W2, b2, W3, b3 = model_compile(num_input, num_hidden, num_output, activation, learning_rate)
W2, b2, W3, b3 = model_train(X_train, Y_train, 
                             W2, b2, W3, b3, 
                             activation, activation_derivative, 
                             learning_rate, 
                             10, 
                             metrics=['loss']) # will take a while to run

print(f'W2: {W2}, b2: {b2}, W3: {W3}, b3: {b3}')

### **Problem 3B**

Why did that take so long to run? Explain in a sentence.

### **Problem 3C**

Adapt your `model_train` function so that it performs stochastic gradient descent.
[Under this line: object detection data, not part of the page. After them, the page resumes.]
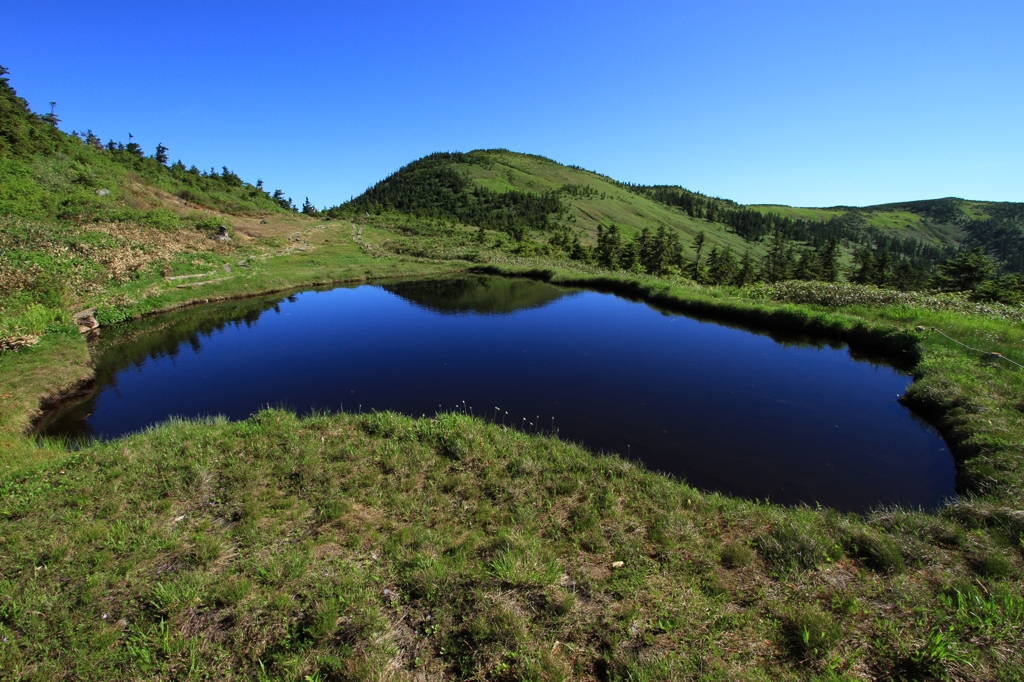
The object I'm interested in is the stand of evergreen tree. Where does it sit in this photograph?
[325,153,568,242]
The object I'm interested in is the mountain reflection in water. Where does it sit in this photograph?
[39,275,954,511]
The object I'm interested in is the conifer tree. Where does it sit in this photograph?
[851,247,876,284]
[708,247,737,285]
[818,238,839,282]
[732,251,757,287]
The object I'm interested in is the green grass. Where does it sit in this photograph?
[0,120,1024,680]
[0,251,1024,680]
[0,411,1024,680]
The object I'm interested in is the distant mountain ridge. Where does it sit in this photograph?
[327,150,1024,272]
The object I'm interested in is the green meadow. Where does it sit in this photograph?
[6,69,1024,681]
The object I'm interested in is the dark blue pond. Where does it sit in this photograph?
[39,276,954,510]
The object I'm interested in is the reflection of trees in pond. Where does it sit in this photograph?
[382,275,580,314]
[35,288,294,440]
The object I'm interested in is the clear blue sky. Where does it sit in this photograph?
[0,0,1024,207]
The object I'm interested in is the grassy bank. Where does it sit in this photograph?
[0,232,1024,680]
[6,405,1024,680]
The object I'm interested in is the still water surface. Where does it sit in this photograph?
[40,276,954,511]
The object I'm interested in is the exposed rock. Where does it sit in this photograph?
[164,270,216,282]
[73,308,99,334]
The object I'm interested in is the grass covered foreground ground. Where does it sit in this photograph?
[0,241,1024,680]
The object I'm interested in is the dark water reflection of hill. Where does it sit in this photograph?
[39,275,954,510]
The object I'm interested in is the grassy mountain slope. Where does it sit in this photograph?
[329,150,1024,272]
[329,150,765,256]
[0,67,1024,682]
[0,67,323,331]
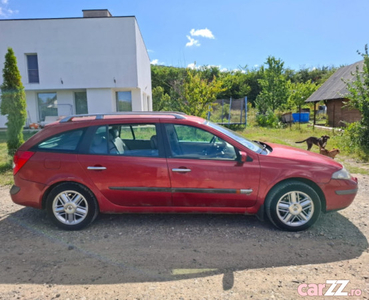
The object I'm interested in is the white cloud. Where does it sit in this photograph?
[187,63,197,70]
[0,0,18,18]
[150,59,164,65]
[186,35,201,47]
[190,28,215,39]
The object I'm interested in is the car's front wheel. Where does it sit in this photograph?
[265,180,321,231]
[46,182,98,230]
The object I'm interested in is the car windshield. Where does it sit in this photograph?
[204,121,263,154]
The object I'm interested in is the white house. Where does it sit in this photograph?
[0,9,152,127]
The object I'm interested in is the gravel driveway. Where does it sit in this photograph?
[0,175,369,299]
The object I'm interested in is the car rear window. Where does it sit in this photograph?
[35,129,84,152]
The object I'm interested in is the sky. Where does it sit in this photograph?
[0,0,369,71]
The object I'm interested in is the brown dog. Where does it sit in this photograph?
[320,148,340,159]
[296,135,329,151]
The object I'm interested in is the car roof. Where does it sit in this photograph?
[59,111,187,123]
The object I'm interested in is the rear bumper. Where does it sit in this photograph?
[10,176,46,209]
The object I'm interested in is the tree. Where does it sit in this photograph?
[255,56,288,114]
[287,79,318,109]
[345,45,369,152]
[217,70,251,99]
[177,69,224,118]
[0,48,27,155]
[152,86,173,111]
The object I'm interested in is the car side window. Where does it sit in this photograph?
[36,129,84,152]
[88,126,108,154]
[108,124,159,157]
[165,124,237,160]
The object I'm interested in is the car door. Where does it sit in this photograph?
[164,124,260,207]
[78,123,171,206]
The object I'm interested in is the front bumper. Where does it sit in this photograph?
[323,177,358,211]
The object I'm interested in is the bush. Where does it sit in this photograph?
[341,122,369,161]
[256,110,283,128]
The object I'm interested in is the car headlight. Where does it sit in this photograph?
[332,167,351,179]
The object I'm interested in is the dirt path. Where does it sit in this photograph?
[0,175,369,299]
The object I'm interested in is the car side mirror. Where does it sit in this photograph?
[239,151,247,164]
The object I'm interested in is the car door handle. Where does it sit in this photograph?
[87,167,106,171]
[172,169,191,172]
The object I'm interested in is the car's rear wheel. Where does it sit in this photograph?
[46,182,98,230]
[265,180,321,231]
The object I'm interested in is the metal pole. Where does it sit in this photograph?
[240,101,243,123]
[245,96,247,126]
[222,99,224,123]
[228,97,232,124]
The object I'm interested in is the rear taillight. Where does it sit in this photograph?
[13,151,35,175]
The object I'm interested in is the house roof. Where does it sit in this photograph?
[305,60,364,102]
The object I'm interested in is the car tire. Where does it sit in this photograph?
[46,182,99,230]
[265,180,321,231]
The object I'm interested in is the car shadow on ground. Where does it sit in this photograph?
[0,208,368,290]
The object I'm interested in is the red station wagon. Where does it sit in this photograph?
[10,112,358,231]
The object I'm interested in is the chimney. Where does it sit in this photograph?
[82,9,112,18]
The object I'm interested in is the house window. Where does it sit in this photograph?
[116,92,132,112]
[74,92,88,115]
[37,93,58,121]
[27,54,40,83]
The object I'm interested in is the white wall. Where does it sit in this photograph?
[0,17,152,127]
[87,89,116,114]
[0,17,138,90]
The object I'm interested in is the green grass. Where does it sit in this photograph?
[239,120,369,175]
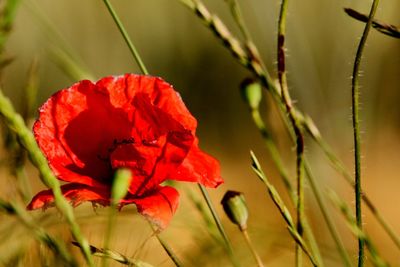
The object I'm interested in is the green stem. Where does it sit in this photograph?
[149,226,183,267]
[198,184,237,266]
[0,89,93,266]
[306,118,400,253]
[226,0,251,43]
[351,0,379,267]
[251,109,326,267]
[103,0,149,75]
[250,151,318,266]
[240,229,264,267]
[278,0,305,266]
[180,0,348,261]
[101,205,117,267]
[0,199,78,267]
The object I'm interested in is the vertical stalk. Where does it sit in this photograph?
[240,229,264,267]
[103,0,237,266]
[351,0,379,267]
[198,184,237,266]
[278,0,304,266]
[103,0,149,75]
[0,88,94,266]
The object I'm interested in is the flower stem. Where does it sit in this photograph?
[198,184,237,266]
[351,0,379,267]
[240,229,264,267]
[0,89,93,266]
[278,0,305,266]
[149,226,183,267]
[103,0,149,75]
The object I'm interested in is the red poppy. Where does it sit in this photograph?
[28,74,223,228]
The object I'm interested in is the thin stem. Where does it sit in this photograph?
[149,226,183,267]
[250,151,318,266]
[225,0,251,42]
[101,205,117,267]
[251,109,326,266]
[180,0,348,266]
[198,184,237,265]
[103,0,237,265]
[351,0,379,267]
[179,0,400,262]
[305,103,400,253]
[344,8,400,38]
[278,0,305,266]
[103,0,149,75]
[240,229,264,267]
[0,199,79,267]
[0,89,93,266]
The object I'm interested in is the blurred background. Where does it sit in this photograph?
[0,0,400,266]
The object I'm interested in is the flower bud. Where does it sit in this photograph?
[111,169,132,205]
[221,190,249,230]
[240,78,262,109]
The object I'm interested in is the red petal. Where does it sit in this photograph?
[27,184,110,210]
[96,74,197,134]
[133,186,179,230]
[33,81,131,186]
[170,145,224,187]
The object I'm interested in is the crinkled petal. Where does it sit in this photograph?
[96,74,197,134]
[27,183,110,210]
[132,186,179,230]
[33,81,132,185]
[170,145,224,188]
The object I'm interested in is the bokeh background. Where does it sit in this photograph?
[0,0,400,266]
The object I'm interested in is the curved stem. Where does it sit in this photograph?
[0,89,94,266]
[198,184,237,266]
[351,0,379,267]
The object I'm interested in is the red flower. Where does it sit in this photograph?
[28,74,223,228]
**Note:** Be sure to partition your data into batches of size `batch_size`. One of your batches may have more samples than your other batches if your batch size does not divide the total number of samples evenly.

In [22]:
def model_train(X, Y, W2, b2, W3, b3, activation, activation_derivative, learning_rate, batch_size=32, epochs=10, metrics=['loss', 'accuracy']): # set default values for batch_size and epochs
    """
        Add your code below
    """

    return W2, b2, W3, b3

In [None]:
# test your new model_train function here with various batch sizes

# define the neural network
num_input = 16 # number of input neurons
num_hidden = 8 # number of hidden neurons
num_output = 1 # number of output neurons
activation = ReLU # possible values are sigmoid or ReLU
activation_derivative = ReLU_derivative # possible values are sigmoid_derivative or ReLU_derivative
learning_rate = 0.01

W2, b2, W3, b3 = model_compile(num_input, num_hidden, num_output, activation, learning_rate)
W2, b2, W3, b3 = model_train(X_train, Y_train, 
                             W2, b2, W3, b3, 
                             activation, activation_derivative, 
                             learning_rate, 
                             batch_size=32,
                             epochs=100,
                             metrics=['loss']) # will take a while to run

print(f'W2: {W2}, b2: {b2}, W3: {W3}, b3: {b3}')

### **Problem 4**

Without the accuracy metric it's difficult to evaluate our model's performance. Discuss a few possible ways we could evaluate the model's performance in 3-5 sentences below.

### **Problem 5**

Implement one of the strategies you discussed in Problem 4 and train your model to a "satisfactory" performance level.